August 1, 2020 at 12:00 pm
I’m afraid on this occasion your vanity is misplaced. 😉
I was just going by the stats…
August 1, 2020 at 12:31 pm
I shall have to try harder to be vain.
August 1, 2020 at 1:42 pm
Let’s hope your efforts are not in vain.
August 2, 2020 at 11:13 am
I underwent a blood test recently and the nurse had trouble finding the right place. I asked her if she was searching in vein, and then apologised that she must have heard that one many times before. She said she hadn’t. That is disappointing.

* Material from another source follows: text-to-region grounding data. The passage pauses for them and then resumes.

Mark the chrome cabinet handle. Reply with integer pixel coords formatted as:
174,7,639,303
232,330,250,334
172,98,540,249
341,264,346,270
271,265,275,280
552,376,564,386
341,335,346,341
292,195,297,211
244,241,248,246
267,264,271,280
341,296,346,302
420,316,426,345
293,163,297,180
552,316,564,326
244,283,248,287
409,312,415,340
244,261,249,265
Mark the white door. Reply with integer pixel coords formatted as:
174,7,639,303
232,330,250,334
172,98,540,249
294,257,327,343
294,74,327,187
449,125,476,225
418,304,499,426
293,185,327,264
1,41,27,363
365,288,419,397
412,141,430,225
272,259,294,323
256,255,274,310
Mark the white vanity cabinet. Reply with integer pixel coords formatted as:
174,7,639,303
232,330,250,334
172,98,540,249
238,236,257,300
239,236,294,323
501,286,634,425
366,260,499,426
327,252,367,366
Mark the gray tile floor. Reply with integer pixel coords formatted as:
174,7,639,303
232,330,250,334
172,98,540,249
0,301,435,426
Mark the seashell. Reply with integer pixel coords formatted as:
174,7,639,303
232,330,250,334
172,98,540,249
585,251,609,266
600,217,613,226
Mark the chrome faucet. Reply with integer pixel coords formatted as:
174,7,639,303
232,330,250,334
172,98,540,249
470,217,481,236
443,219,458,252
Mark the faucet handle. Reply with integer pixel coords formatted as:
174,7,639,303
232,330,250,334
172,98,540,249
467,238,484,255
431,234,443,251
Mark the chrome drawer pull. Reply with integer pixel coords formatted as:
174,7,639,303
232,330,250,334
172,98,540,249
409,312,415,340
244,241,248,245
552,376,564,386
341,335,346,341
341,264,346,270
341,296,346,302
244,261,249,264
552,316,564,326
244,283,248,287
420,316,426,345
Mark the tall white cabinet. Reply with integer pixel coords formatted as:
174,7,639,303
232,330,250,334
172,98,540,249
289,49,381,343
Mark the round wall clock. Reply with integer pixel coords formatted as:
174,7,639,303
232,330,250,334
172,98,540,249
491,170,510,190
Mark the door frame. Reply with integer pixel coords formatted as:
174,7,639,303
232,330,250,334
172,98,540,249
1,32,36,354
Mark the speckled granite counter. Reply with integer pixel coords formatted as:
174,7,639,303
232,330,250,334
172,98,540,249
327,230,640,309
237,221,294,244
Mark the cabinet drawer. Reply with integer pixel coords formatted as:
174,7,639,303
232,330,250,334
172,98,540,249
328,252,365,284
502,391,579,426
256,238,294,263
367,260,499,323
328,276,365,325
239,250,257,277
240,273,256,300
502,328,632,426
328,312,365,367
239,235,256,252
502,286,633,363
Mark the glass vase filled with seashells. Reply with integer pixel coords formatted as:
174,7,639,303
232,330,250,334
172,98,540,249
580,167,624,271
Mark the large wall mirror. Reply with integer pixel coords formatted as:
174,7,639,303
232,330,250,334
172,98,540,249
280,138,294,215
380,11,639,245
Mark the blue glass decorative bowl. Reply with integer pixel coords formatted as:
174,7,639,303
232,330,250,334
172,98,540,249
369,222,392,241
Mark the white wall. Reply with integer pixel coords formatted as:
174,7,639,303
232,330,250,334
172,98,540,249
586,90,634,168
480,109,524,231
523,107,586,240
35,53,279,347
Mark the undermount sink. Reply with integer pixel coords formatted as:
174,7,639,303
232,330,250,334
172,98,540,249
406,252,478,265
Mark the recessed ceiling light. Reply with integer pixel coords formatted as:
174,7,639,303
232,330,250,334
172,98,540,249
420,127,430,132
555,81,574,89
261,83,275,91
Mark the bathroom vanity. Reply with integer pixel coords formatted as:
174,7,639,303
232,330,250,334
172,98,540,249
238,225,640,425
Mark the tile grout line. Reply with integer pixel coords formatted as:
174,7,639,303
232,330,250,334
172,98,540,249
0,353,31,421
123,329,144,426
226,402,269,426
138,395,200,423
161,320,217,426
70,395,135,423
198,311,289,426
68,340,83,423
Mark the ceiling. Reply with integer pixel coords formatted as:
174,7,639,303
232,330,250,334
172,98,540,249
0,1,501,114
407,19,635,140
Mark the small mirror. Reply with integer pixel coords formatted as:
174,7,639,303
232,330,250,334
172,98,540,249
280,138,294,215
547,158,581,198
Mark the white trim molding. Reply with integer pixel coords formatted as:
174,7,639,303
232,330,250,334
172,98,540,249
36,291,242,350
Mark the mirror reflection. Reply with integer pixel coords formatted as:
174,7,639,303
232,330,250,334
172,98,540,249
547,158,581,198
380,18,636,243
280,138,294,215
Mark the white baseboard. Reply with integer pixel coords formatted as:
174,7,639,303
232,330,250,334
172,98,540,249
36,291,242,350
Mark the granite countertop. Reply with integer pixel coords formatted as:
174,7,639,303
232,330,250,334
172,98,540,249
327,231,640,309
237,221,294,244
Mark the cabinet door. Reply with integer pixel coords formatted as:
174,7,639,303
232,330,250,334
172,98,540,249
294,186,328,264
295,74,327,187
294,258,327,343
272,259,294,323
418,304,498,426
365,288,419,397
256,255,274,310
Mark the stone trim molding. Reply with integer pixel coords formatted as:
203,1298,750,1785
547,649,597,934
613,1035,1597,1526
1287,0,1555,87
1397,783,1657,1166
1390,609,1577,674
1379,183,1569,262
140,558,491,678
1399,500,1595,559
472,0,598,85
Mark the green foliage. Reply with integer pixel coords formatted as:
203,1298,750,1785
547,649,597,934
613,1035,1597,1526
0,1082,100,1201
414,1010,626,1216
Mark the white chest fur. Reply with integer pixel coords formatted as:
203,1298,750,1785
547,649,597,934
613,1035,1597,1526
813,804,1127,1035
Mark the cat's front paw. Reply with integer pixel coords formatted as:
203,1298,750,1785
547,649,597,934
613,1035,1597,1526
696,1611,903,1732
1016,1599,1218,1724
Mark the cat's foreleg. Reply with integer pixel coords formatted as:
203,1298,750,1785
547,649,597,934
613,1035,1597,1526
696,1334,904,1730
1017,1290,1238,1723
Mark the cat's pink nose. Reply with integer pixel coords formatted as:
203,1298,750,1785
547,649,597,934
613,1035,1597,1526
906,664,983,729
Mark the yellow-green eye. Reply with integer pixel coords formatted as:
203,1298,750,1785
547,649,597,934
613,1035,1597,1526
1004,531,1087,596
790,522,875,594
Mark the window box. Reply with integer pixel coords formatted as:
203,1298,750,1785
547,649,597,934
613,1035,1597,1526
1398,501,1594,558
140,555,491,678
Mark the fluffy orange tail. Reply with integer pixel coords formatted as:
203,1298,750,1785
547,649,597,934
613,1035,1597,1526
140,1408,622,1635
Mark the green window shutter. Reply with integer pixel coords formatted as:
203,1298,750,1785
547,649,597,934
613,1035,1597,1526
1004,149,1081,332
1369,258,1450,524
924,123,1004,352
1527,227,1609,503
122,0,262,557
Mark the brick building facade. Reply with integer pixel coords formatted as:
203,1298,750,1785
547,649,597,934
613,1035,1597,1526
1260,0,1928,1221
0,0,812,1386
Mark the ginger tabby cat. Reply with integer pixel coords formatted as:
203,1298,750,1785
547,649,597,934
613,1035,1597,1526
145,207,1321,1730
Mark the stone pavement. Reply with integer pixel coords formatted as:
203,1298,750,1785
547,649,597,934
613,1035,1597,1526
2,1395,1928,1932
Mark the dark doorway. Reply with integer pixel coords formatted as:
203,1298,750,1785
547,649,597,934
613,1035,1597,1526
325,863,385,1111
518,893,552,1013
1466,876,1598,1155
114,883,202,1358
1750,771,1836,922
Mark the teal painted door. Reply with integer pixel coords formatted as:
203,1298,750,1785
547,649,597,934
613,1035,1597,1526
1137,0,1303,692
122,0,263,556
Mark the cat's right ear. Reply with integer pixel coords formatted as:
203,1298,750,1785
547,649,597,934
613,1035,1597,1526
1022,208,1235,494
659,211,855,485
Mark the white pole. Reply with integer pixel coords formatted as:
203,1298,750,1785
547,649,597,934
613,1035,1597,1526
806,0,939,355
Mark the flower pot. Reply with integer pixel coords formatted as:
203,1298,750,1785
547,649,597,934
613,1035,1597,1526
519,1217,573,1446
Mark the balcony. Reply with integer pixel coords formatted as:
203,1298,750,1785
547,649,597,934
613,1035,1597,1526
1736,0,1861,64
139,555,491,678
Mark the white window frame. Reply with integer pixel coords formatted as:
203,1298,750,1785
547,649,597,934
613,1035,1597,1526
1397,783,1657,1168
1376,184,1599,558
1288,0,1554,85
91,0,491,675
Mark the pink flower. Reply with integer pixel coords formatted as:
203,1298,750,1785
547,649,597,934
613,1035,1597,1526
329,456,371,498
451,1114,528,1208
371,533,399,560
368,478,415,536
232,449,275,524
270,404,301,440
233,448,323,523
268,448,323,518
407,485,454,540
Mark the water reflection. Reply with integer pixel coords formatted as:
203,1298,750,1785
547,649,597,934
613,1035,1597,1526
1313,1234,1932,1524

August 2, 2020 at 11:17 am
The last time I had to give a sample for a blood test I left with an enormous bruise.
July 31, 2020 at 3:58 pm
Some new additional mysteries to look at…
July 31, 2020 at 4:01 pm
This tune is great by the way.
July 31, 2020 at 4:34 pm
I meant yesterday’s song, not the Beatles song, I prefer Yesterday too, though I prefer today over yesterday.
July 31, 2020 at 5:15 pm
Milosz is big in the USA, which most probably explains it. I have his searing book “The Captive Mind” about dissident intellectuals in Eastern Europe behind the Iron Curtain. The outstanding chapter is one of four character portraits that Milosz throws in, this one of Tadeusz Borowski (pseudonymised as “Beta”). Borowski was an Auschwitz survivor who became a communist as the one certain way to make sure that it could never, ever happen again. Then he learnt of the gulag. Then he gassed himself.
August 1, 2020 at 1:31 am
It was because the Rev Dr. James Lawson read it as part of his eulogy for his friend and fellow civil rights leader, Rep. John Lewis on Thurs., July 30th. , at Ebeneezer Baptist Church in Atlanta, Georgia. I searched for it myself but only found it today, here, and happily so. Thank you. https://www.google.com/url?sa=t&rct=j&q=&esrc=s&source=web&cd=&ved=2ahUKEwjhr7L93_jqAhWRVs0KHQNuA0QQyCkwAHoECAoQBA&url=https%3A%2F%2Fwww.youtube.com%2Fwatch%3Fv%3DYOxpSPT5PnI&usg=AOvVaw0reB0fkmgmhoyAenz7XPvg
August 1, 2020 at 9:48 am
Thank you. I thought it might be something that was broadcast in the USA because of the origin of most of the traffic.